This latest series of works on canvas is a study of memory. How do we record information? How do we prioritize it within our brain and how do we then recall it? More specifically, how does someone with an ageing brain recall it? Some years ago when I lost my mother I noticed something very specific happening with my, then 80-year-old grandmother. As a consequence of a progressive form of Alzheimer’s disease, her mind fused different, sometime conflicting characters with impossible time frames and places. For example, at times she was certain that someone who had passed away more than 20 years ago was still working at the local social services office… Minutes later, her memory reset and her recollection changed, she told a brand new version of the events.

Listening to her stories, I found myself visualizing how a stream of information in her brain might suddenly be “pasted” onto a removed area of her past, and how fascinating it is that within her mind, people, events, places and dates are instantly dynamic and interchangeable – to be rearranged in the next retelling just several moments later!

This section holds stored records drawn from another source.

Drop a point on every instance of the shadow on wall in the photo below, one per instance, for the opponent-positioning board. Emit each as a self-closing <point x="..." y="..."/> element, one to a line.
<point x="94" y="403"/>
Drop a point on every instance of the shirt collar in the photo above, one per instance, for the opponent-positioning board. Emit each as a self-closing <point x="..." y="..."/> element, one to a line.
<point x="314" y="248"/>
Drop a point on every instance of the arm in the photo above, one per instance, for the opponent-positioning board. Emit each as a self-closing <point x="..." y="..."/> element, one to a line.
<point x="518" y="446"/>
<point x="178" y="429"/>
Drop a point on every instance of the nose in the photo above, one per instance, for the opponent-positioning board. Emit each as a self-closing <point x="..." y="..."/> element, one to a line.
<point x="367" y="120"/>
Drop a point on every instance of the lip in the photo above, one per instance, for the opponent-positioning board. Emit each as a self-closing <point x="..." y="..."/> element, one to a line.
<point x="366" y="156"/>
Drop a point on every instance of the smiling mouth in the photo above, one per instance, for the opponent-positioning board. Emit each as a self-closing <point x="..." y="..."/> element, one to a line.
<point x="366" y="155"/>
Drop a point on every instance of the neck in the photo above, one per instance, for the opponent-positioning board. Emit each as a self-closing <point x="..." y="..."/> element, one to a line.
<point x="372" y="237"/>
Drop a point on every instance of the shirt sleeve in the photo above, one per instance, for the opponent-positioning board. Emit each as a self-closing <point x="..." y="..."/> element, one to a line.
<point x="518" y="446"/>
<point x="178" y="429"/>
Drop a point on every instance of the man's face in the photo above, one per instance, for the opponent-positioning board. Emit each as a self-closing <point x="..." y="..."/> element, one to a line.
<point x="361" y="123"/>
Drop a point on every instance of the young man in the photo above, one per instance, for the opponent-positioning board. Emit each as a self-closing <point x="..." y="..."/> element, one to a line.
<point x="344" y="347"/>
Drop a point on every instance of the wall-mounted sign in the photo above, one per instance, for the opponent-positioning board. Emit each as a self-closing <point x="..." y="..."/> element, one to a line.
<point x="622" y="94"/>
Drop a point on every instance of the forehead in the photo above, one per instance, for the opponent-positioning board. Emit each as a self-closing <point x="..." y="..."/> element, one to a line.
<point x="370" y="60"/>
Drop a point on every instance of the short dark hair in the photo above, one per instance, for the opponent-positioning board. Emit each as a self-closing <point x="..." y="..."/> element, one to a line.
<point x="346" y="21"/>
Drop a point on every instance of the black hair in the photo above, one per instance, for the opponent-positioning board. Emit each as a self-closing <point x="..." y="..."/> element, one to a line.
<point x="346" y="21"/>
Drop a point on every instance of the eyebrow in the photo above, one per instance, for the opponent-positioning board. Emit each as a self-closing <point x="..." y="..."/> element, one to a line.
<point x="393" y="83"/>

The Reflections Series is a manifestation of this dynamic memory. Every line is a specific person, place, date or an event and by first applying the color and then scraping it off and re – applying the mixture in another place, I bring her cognitive process to life. Within the series there are two distinct directions: paintings titled “A Million Miles from Now” with their dense and saturated linear elements and the openly meditative “Musings of an Old Man” which allow the viewer entry and easy movement through the painting’s space.

Each canvas could be a window into a different moment within her memory…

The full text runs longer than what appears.